Thanks to the near-complete saturation of the city with sensors and smartphones, we humans are now walking, talking data factories. Passing through a subway turnstile, sending a text, even just carrying a phone in your pocket: we generate location-tagged data on an hourly basis. All that data can be a boon for urban planners and designers who want to understand cities–and, of course, for tech companies and advertisers who want to understand the people in them. Questions about data privacy are frequently met with a chorus of, It’s anonymized! Any identifying features are scrubbed from the data!

The reality, a group of MIT scientists and urban planners show in a new study, is that it’s fairly simple to figure out who is who anyway. In other words, anonymized data can be deanonymized pretty quickly when you’re working with multiple datasets within a city.

Carlo Ratti, the MIT Senseable City Lab founder who co-authored the study in IEEE Transactions on Big Data, says that the research process made them feel “a bit like ‘white hat’ or ‘ethical’ hackers” in a news release. First, they combined two anonymized datasets of people in Singapore, one of mobile phone logs and the other of transit trips, each containing “location stamps” detailing just the time and place of each data point. Then they used an algorithm to match users whose data overlapped closely between each set–in other words, they had phone logs and transit logs with similar time and location stamps–and tracked how closely those stamps matched up over time, eliminating false positives as they went. In the end, it took a week to match up 17% of the users and 11 weeks to get to a 95% rate of accuracy. (With the added GPS data from smartphones, it took less than a week to hit that number.)

While the MIT group wasn’t trying to unmask specific users in this dataset, they proved that someone acting in bad faith could merge such anonymized datasets with personal ones using the same process, easily pinning the timestamps together to figure out who was who.

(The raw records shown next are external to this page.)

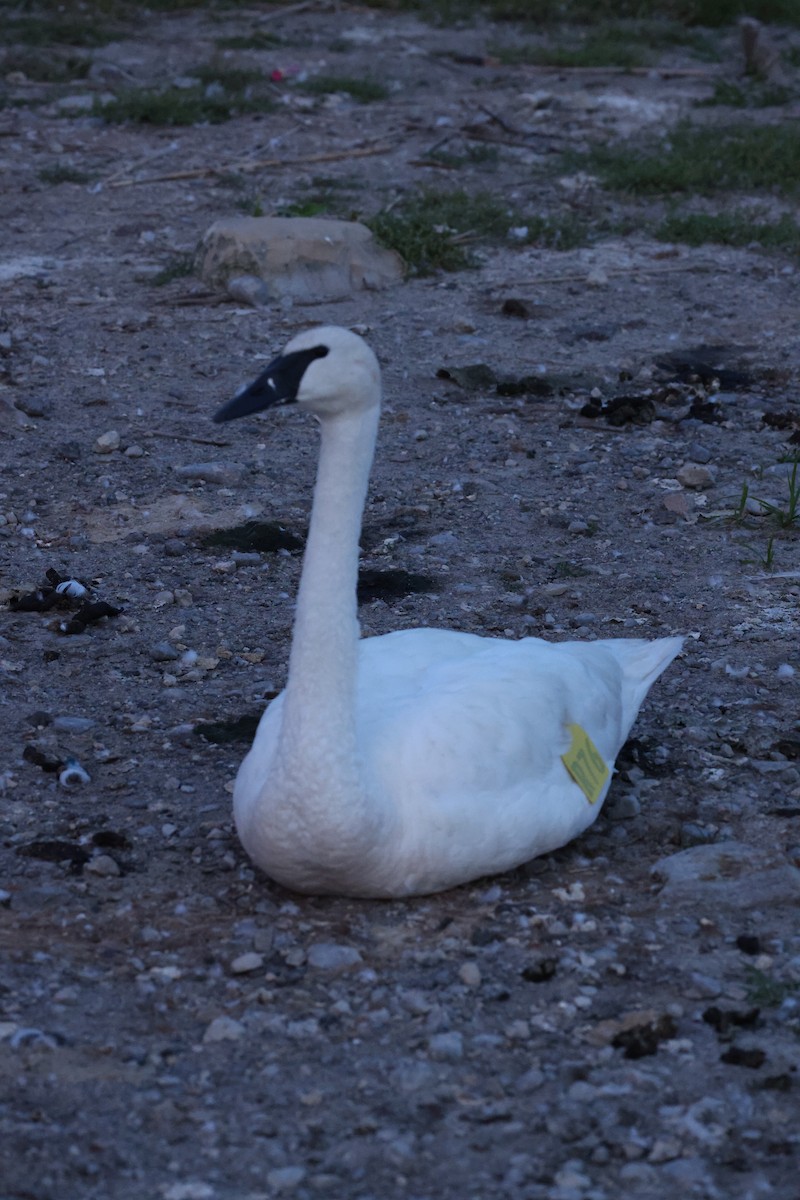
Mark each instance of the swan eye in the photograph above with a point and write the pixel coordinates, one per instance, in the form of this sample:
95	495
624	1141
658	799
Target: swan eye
276	385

The takeaway is not just that a malicious actor or company could use this process to surveil citizens. It’s that urban planners and designers who stand to learn so much from these big urban datasets–for instance, Ratti’s own lab recently used such data for a project on reducing parking, while other groups use it to study everything from urban poverty to accessibility–need to be careful about whether all that data could be combined to deanonymize it.

“As researchers, we believe that working with large-scale datasets can allow discovering unprecedented insights about human society and mobility, allowing us to plan cities better,” observed Daniel Kondor of MIT’s Future Urban Mobility Group in the release. “Nevertheless, it is important to show if identification is possible, so people can be aware of potential risks of sharing mobility data,” adding, “currently much of this wealth of information is held by just a few companies and public institutions that know a lot about us, while we know so little about them. We need to take care to avoid data monopolies and misuse.”

In other words, as urban planners, tech companies, and governments collect and share data, we now know that “it’s anonymized” is never a guarantee of privacy. And as they dig deep into the data we generate, cities and citizens need to demand that this data can never be reidentified.